Volvo plans to build cars using steel made without fossil fuels by 2026, as part of a deal that could significantly reduce the carbon emissions from manufacturing its vehicles.
The Swedish carmaker and compatriot steelmaker SSAB signed a letter of intent to commercialise technology that replaces coal with hydrogen in a crucial part of the process.
Steel is a big contributor to global carbon emissions but it is widely seen as one of the most difficult sectors to decarbonise. Blastfurnaces use huge amounts of energy, while carbon dioxide is also released when coking coal is used to remove oxygen from iron ore.
Volvo estimates the steel in its petrol and diesel cars accounts for 35% of carbon emitted during production. The figure is 20% for Volvo’s electric vehicles, which use significantly more energy in making batteries, although over the lifetime of an electric car, average resource and energy use is expected to be significantly lower.
Replacing coking coal with hydrogen is expected to reduce emissions from steelmaking by at least 90%.
The deal with SSAB is expected to make Volvo Cars, owned by the Chinese carmaker Geely, the first major marque to use the lower-emission steel. However, it will take some time to increase production to commercial scale and to test its safety.
Volvo hopes to use it in a concept car by 2025, with commercial applications arriving by 2026 at the earliest. That would help the company reduce its cars’ average emissions before a self-imposed 2030 deadline to make battery electric cars only. By 2040, Volvo is aiming to be climate-neutral.
Kerstin Enochsson, Volvo’s head of procurement, said the carmaker was in talks with other steelmakers in Europe and the US about lower-emissions technology. However, she added that progress in China – the world’s largest car market – was slower because it was harder to secure renewable energy.

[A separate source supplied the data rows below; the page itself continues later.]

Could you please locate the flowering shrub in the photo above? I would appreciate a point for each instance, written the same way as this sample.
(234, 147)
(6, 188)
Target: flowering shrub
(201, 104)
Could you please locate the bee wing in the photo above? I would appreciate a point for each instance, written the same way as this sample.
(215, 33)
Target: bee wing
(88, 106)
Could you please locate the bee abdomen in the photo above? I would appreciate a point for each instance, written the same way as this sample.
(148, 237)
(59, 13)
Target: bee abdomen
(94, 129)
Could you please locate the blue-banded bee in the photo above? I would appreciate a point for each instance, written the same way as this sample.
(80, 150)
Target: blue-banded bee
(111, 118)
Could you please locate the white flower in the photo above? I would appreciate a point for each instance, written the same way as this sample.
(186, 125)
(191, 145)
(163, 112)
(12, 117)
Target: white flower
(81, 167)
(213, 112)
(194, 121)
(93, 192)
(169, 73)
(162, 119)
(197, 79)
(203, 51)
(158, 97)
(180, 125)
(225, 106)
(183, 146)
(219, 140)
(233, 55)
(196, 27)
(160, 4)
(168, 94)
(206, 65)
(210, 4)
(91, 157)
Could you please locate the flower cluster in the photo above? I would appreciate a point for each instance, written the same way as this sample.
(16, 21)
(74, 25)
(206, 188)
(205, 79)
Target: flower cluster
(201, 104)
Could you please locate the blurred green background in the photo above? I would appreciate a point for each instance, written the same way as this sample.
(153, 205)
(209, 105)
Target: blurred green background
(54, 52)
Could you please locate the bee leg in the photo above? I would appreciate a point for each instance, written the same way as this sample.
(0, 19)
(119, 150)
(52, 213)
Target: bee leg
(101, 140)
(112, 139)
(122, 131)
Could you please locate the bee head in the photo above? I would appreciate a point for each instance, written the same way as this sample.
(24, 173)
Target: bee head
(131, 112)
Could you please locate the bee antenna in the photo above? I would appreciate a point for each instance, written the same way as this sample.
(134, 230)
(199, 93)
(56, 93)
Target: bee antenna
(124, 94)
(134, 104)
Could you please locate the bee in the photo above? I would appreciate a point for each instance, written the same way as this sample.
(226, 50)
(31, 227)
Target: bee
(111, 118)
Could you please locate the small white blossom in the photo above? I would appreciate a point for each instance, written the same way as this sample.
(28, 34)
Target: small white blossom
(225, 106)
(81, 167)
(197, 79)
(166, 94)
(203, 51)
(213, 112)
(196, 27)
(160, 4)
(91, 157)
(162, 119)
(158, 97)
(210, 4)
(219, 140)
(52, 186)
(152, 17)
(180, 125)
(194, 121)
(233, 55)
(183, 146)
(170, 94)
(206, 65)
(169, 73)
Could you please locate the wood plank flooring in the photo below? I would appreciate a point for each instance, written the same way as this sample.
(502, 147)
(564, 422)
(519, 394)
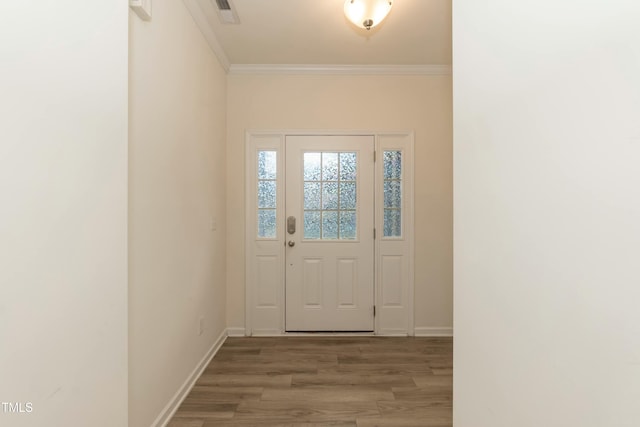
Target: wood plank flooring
(323, 381)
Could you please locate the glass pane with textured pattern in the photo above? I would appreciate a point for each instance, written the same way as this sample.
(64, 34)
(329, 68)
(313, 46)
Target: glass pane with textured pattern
(267, 194)
(312, 195)
(348, 166)
(267, 164)
(392, 194)
(312, 225)
(329, 166)
(329, 224)
(347, 195)
(329, 195)
(347, 225)
(392, 223)
(312, 166)
(392, 163)
(267, 223)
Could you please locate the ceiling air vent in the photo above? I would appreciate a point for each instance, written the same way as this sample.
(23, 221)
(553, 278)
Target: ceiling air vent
(226, 12)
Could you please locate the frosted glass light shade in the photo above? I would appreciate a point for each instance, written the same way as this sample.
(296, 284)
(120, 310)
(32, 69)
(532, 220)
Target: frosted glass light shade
(367, 13)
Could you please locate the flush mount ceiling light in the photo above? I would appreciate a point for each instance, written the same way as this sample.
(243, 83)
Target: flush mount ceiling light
(367, 13)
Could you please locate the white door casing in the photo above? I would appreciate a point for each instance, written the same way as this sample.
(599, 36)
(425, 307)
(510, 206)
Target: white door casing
(266, 236)
(329, 279)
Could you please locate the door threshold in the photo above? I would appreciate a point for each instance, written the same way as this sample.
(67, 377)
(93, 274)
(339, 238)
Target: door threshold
(330, 333)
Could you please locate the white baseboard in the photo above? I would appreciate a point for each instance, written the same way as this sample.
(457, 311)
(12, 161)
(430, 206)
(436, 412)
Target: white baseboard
(173, 405)
(235, 332)
(429, 331)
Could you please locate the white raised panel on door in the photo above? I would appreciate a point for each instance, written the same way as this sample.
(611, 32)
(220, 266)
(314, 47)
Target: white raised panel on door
(330, 256)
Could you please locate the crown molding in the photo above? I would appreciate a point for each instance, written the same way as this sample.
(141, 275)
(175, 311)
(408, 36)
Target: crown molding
(437, 70)
(201, 21)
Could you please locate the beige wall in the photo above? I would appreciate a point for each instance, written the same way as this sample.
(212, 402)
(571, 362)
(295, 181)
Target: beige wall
(547, 237)
(176, 187)
(419, 103)
(63, 213)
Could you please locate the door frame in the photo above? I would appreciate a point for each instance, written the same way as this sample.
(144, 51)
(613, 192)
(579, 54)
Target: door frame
(265, 257)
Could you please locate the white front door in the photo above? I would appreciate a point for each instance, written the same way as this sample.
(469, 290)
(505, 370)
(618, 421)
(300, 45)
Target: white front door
(329, 279)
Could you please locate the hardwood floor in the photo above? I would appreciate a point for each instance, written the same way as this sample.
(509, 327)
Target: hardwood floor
(323, 381)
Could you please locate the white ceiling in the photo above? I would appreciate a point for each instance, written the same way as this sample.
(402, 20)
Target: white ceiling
(316, 32)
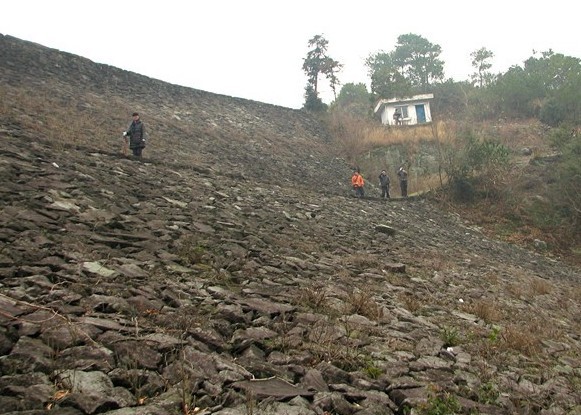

Volvo is a good candidate to develop the cleaner steel technology in part because of abundant renewable energy, particularly in northern Sweden. Renewable energy will be crucial to make zero-emissions hydrogen from water with electricity, rather than relying on a fossil fuel process that still releases carbon dioxide.
Enochsson said it was too early to say what effect the new technology would have on car prices, but added that the carmaker saw environmental sustainability as a key part of its attraction to buyers. She said Volvo internally referred to sustainability as “planetary safety”, echoing a marketing focus on safety features such as three-point seatbelts that it has long used as a selling point.
Carmakers have among the most complex supply chains of any consumer product, making it difficult to estimate cars’ carbon footprints. Large suppliers “realise they are not attractive over time only having good products with good prices”, Enochsson said. “They need to have a sustainability agenda.”